The IOI Showdown The comparison became even more interesting when they tested O3 on IOI 2024 problems. The differences in approach were stark:
O1-IOI's Approach:
Generated 10K solutions per subtask
Used complex human-defined test-time strategy
Required subtask-specific prompts
Needed intricate submission strategies
O3's Approach:
Sampled only 1K solutions per problem
Used a simple selection method
Selected top 50 solutions with highest test-time compute
No need for subtask-specific prompts or complex strategies
The Results:
O1-IOI (50 submissions): 213 points
O1-IOI (10K submissions): 362.14 points
O3 (50 submissions): 395.64 points
O3 not only outperformed O1-IOI but surpassed the gold threshold even under the 50-submission limit, without any IOI-specific strategies!
This raises a crucial point about AI development: Sometimes, scaling up general-purpose reinforcement learning might be more effective than developing specialized domain-specific techniques. The sophisticated test-time techniques that emerged during O3's training served as a more than adequate replacement for the hand-engineered pipelines required by O1-IOI.

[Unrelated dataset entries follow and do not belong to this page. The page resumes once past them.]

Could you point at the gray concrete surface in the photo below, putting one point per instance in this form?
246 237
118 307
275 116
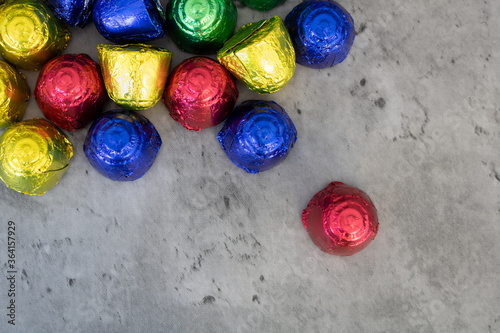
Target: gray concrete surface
412 117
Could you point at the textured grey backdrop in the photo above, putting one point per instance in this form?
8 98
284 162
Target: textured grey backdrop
412 117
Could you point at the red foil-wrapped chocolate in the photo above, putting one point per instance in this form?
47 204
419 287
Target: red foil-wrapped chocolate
70 91
341 219
200 93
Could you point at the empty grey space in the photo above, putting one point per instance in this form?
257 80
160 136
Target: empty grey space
411 117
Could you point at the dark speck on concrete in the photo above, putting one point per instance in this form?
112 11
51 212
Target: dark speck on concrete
208 299
380 102
362 28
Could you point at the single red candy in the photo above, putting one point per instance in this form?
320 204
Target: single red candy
70 91
341 219
200 93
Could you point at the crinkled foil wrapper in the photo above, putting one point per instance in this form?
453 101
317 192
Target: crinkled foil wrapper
14 95
76 13
322 33
122 145
134 75
34 156
261 55
341 219
70 91
257 135
30 34
129 21
201 26
200 93
262 5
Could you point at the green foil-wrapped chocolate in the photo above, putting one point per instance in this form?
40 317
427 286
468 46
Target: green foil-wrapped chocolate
34 155
201 26
261 55
134 75
30 34
14 94
262 5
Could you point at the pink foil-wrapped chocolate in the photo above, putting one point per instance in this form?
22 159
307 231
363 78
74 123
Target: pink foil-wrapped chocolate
200 93
70 91
341 219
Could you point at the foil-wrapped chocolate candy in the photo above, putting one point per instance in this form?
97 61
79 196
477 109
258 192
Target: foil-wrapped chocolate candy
200 93
14 95
129 21
322 32
34 156
341 219
30 34
261 55
257 135
122 145
262 5
134 75
76 13
200 26
70 91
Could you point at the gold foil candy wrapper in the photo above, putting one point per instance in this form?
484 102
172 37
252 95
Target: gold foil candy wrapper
34 155
14 95
261 55
30 34
134 75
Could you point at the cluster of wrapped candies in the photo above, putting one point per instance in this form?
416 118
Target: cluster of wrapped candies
199 93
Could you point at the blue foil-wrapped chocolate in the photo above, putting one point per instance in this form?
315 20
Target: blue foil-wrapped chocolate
129 21
122 145
322 32
257 135
76 13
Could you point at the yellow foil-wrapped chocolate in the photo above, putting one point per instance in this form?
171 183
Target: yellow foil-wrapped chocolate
14 95
261 55
134 75
30 34
34 155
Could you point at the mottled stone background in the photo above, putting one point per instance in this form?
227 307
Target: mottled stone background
412 117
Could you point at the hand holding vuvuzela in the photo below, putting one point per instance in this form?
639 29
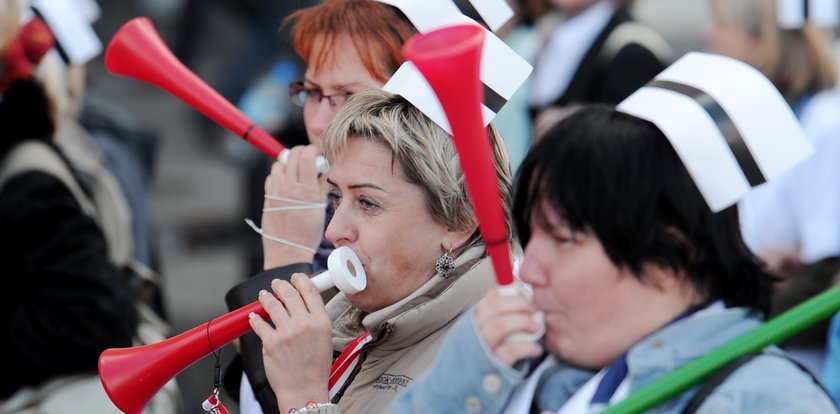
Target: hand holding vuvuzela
132 376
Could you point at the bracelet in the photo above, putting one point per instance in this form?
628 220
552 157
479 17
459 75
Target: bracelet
279 240
312 407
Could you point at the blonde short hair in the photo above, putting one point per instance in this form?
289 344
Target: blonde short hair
797 61
421 151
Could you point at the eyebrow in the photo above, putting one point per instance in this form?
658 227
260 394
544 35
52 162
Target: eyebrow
342 86
357 186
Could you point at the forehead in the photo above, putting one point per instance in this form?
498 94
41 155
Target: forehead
341 66
364 159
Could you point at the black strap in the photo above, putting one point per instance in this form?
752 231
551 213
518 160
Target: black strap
719 376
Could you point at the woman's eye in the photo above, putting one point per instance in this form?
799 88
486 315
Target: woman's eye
334 198
367 204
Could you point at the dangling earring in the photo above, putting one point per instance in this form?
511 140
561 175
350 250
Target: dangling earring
445 265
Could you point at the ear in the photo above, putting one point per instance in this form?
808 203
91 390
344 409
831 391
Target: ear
455 239
661 278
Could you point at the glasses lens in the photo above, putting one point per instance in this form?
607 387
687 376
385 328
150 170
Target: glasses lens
338 101
298 93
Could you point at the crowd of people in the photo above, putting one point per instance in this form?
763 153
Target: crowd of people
657 207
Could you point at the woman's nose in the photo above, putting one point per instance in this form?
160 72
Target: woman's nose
340 231
530 270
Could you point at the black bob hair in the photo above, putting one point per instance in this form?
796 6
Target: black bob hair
617 177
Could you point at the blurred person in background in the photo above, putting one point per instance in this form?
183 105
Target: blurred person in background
69 301
793 223
595 52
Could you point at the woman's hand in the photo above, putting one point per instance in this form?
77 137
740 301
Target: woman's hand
499 316
297 352
297 179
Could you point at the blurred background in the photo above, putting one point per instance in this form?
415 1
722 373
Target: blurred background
201 188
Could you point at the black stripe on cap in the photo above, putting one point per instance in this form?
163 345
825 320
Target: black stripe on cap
57 44
467 9
725 125
493 100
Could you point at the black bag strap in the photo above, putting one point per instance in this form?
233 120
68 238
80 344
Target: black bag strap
719 376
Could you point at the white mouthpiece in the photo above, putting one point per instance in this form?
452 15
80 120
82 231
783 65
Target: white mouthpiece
345 272
539 317
320 162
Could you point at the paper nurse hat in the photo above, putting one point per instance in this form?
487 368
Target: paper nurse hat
793 14
69 21
730 126
503 71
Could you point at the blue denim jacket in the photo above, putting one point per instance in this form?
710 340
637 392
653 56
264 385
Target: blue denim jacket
467 378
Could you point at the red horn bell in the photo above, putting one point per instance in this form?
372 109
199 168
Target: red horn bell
138 52
132 376
450 59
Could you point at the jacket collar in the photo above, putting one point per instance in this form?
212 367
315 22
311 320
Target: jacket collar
686 340
427 309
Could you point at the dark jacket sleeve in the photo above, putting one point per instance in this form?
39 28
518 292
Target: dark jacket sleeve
63 301
250 349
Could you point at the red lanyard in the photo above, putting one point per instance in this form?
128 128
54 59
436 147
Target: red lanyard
346 362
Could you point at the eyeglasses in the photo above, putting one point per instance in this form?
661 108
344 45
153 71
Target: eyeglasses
301 94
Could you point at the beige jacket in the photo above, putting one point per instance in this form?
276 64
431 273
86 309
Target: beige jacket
406 335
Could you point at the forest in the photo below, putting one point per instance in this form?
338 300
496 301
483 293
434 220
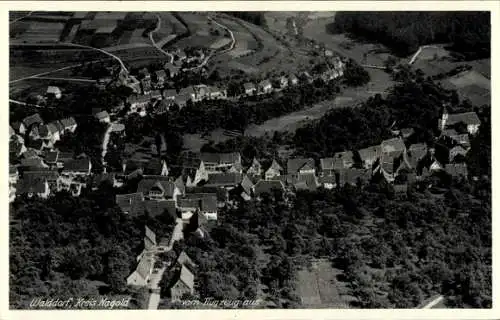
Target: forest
468 32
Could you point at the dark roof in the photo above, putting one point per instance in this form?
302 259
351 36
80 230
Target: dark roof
68 122
154 166
231 157
467 118
131 203
156 208
149 182
372 153
33 119
456 169
77 165
224 179
266 186
294 165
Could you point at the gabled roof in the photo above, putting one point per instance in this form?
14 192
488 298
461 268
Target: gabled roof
102 115
266 186
156 208
131 203
393 145
247 184
456 169
186 277
230 157
33 119
370 153
149 182
150 235
294 165
466 117
224 179
77 165
249 86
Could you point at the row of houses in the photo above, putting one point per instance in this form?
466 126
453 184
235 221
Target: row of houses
161 100
148 263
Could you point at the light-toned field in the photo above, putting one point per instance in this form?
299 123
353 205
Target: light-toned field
318 287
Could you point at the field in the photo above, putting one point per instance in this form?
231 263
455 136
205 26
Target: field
318 287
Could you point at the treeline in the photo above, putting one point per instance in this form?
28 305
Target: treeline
255 17
75 247
468 32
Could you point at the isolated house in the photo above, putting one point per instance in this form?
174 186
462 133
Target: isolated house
265 86
470 119
131 203
69 124
299 166
255 168
54 92
275 170
249 88
183 285
103 116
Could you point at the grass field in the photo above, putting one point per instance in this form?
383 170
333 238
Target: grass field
318 287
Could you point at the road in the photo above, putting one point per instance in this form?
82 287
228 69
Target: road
158 26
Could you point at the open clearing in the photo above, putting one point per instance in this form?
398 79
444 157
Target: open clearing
318 287
292 121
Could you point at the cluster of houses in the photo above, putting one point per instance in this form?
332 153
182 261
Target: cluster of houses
151 95
150 268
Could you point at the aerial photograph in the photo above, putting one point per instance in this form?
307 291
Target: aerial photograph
249 160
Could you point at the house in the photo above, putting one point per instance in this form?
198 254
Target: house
160 77
158 188
255 168
220 162
456 169
470 119
456 151
141 275
171 69
131 203
249 88
306 181
149 239
300 166
57 158
50 132
32 120
328 182
340 160
268 186
77 167
103 116
156 167
69 124
394 147
293 80
183 285
217 93
368 156
283 82
206 204
224 179
275 170
31 188
54 92
353 176
19 127
265 86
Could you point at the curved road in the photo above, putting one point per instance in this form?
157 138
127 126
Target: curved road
158 26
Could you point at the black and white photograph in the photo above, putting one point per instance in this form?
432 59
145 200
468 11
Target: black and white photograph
214 160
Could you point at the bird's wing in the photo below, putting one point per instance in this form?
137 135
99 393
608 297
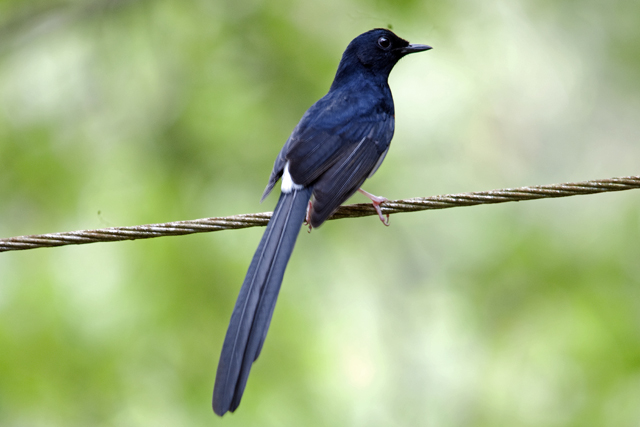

The Bigger Picture: What Does This Mean?
Let's step back and look at what these experiments really tell us. The team didn't stop at competitive programming - they also tested these models on real-world software engineering tasks using two datasets:
HackerRank Astra: 65 project-oriented coding challenges
SWE-bench Verified: 500 real-world software tasks
Below are result with SWE Bench (results were consistent with their earlier findings):
O1-preview showed an 8.1% improvement over GPT-4O
O1 achieved a further 8.6% improvement
O3 delivered an impressive 22.8% improvement over O1
This consistent pattern of improvement across different types of problems tells us something important about the future of AI in programming.
Key Takeaways
Reasoning Trumps Language:
If there's a complex problem where a lot of complex thinking is required, large reasoning models are significantly better than traditional language models. The jump from GPT-4O (11th percentile) to O1-preview (62nd percentile) makes this crystal clear.The Power of Training:
If your model isn't performing as expected, more reinforcement learning training can yield better results. We saw this with O1's improvement from 62nd to 89th percentile.The Fine-tuning Trade-off:
While domain-specific fine-tuning and test-time strategies (like in O1-IOI) can boost performance significantly, they might be a temporary solution. A more advanced, generally trained model (like O3) can potentially surpass these specialized approaches without the need for hand-crafted strategies.The Scale Advantage:
The success of O3 suggests that scaling up general-purpose reinforcement learning might be more effective than developing specialized domain-specific techniques. The sophisticated behaviours that emerged naturally in O3 replaced the need for hand-engineered solutions.
Looking Forward
This research gives us valuable insights into building AI systems:
When developing solutions, it's worth considering both immediate improvements through fine-tuning and the potential of future, more capable models
Keep your systems flexible enough to leverage newer models as they become available
Sometimes, waiting for a more advanced model might be more efficient than extensive fine-tuning of current ones
The competitive programming arena has shown us that while we can achieve impressive results through specialized training and clever strategies, the future might lie in more general, but more capable models. As these models continue to evolve, the balance between specialization and general capability will remain a crucial consideration in AI development.
This isn't just about competitive programming anymore - it's about understanding how to best approach AI development in any domain. Do we specialize and optimize, or do we wait for more capable general models? The answer, as this research suggests, might depend on your timeline and resources.
Thank you for being here, and I hope you have a wonderful day.